The politicization of the judiciary threatens Brazilian democracy.
A broad civil society movement is forming to denounce to the world the latest major threat to Brazilian democracy: the control that the right-wing media exerts over the Judiciary.
This year, one of the main anomalies of Brazilian democracy will emerge forcefully. The upcoming trial of the PT's "mensalão" scandal reveals that, of the three pillars of the Republic (Executive, Legislative, and Judicial branches), one has not undergone the purging of the conservative hegemony stemming from the dictatorship.
Democracy has sought to balance the correlation of political and ideological forces in the Executive and Legislative branches. The renewal of personnel that electoral processes impose on these branches every four or eight years (in this case, in elections for the Federal Senate) allows them to keep pace with society's desire for plurality.
This beneficial effect of democracy, however, does not extend to the third leg of the tripod that sustains the Republic: the Judiciary.
Although the leadership of this branch of government is appointed by the Executive and Legislative branches through the nomination of Supreme Court members by the Executive, with ratification by the Legislative, the rest of the Brazilian judicial system still suffers the effects of decades of conservative control over its institutions.
The workings of the Brazilian justice system, at the retail level, reveal its conservative bias. From the judge who ordered the massacre of thousands of families in the Pinheirinho neighborhood of São José dos Campos to benefit a corrupt rich man, to judicial decisions in the states that serve the interests of media families and their representatives, the political-ideological bias that distorts justice is clear.

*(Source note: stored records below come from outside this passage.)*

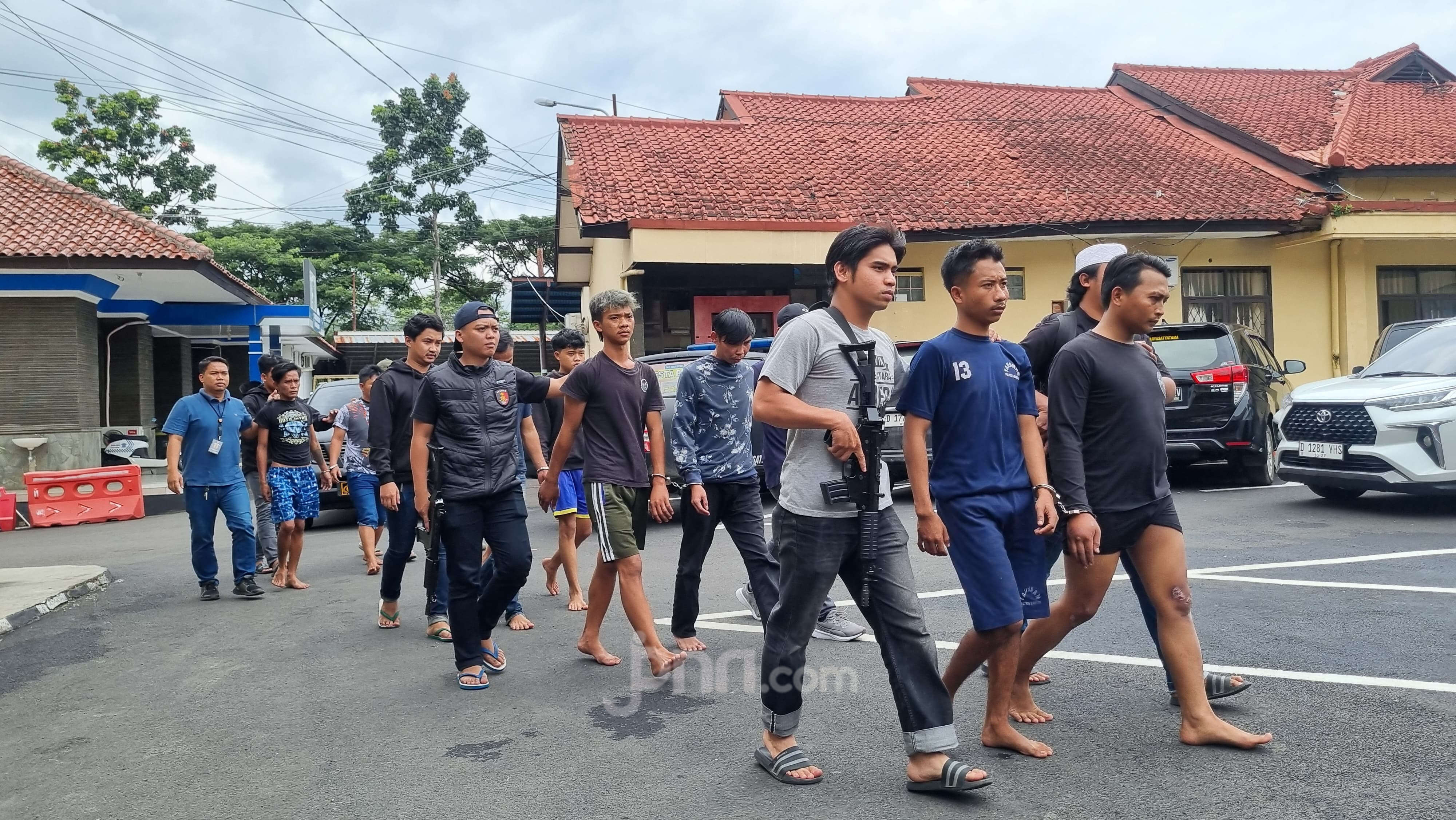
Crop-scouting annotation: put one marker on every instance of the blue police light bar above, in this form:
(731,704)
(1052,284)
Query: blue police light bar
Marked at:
(756,344)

Even within the Supreme Federal Court, it is astonishing to note how the trial of the PT's "mensalão" scandal, of interest to the right-wing media, has surpassed, in terms of time, the trials of older scandals (such as the PSDB's mensalão in Minas Gerais), which drag on simply because the media is not interested in them.
All it took was media pressure for the Mensalão trial to be scheduled, illegally bypassing older, dragging-on cases. This demonstrates that even with a Supreme Court renewed by the appointment of judges without political ties, unlike those appointed by governments prior to Lula's, the media's power of blackmail still intimidates the judiciary.

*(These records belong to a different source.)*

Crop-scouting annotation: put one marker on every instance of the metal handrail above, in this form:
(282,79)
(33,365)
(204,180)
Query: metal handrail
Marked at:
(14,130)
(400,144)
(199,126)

The distrust that society harbors towards the Justice system is evident in the front-page headline of Folha de São Paulo on the first business day of this week, which reports that the CUT (Unified Workers' Central) may take to the streets to protest against the increasingly predictable politicization of the Mensalão trial.
In reality, what one of the media groups that most intimidates the Judiciary is reporting is just the tip of the iceberg of a huge democratic resistance movement against the political tribunal that the media families and the political parties they control are trying to turn the Mensalão trial into, because, in addition to the CUT (Unified Workers' Central), everyone knows that this movement in favor of a technical trial should encompass UNE (National Union of Students), MST (Landless Workers' Movement) and other labor unions.

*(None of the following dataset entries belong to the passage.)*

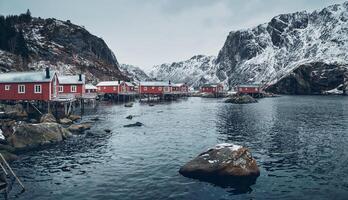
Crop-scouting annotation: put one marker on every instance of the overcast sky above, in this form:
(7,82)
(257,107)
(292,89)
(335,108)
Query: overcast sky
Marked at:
(150,32)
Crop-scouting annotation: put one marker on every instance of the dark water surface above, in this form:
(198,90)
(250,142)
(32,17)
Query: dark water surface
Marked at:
(300,143)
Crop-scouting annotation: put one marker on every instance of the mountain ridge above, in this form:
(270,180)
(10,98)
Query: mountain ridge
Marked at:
(60,45)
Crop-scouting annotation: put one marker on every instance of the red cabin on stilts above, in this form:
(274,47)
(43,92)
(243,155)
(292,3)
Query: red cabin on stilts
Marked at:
(71,86)
(29,86)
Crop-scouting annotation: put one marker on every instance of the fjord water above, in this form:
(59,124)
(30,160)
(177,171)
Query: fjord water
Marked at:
(299,142)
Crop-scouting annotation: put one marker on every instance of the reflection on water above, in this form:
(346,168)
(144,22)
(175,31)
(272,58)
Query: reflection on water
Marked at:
(300,144)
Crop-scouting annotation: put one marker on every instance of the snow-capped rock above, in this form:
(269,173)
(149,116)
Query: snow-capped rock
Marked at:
(195,71)
(269,52)
(273,51)
(133,72)
(61,45)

In effect, the Mensalão trial will also be a trial of justice, because some convictions, if they occur, will be unacceptable as they will be based on no evidence whatsoever. As in the case of José Dirceu, for example, who can only suffer a conviction if the trial is politically motivated because there is absolutely nothing in this process that incriminates him.
In the state courts, then, the situation is astonishing. Those opposed to the media barons suffer absurd convictions in the lower courts, while the media and its cronies are shielded from any complaint regarding the abuses they commit.
In the São Paulo or Rio de Janeiro courts, for example, anyone who confronts the media or its henchmen knows they will lose, only having a chance in higher courts, when cases leave the state courts.
This process of politicizing and ideologizing the judiciary, as well as its susceptibility to media pressure, is becoming more scandalous every day. Journalists who oppose right-wing parties and media groups are suffering curtailment of their right to defense.
Recently, journalists who bother Globo were convicted in practically summary proceedings, with their cases "moving" at a speed that the Justice system rarely displays and under scandalous decisions that even dispense with the production of evidence by the parties, giving reason, in limine, to the representatives of the Marinho family.
Social movements and civil society are therefore organizing to denounce to the world the corruption of the judiciary by the interests of the right-wing media. The streets will be the first step, but the intention is to reach international forums, because the partisanship of the judiciary constitutes the last great threat to Brazilian democracy.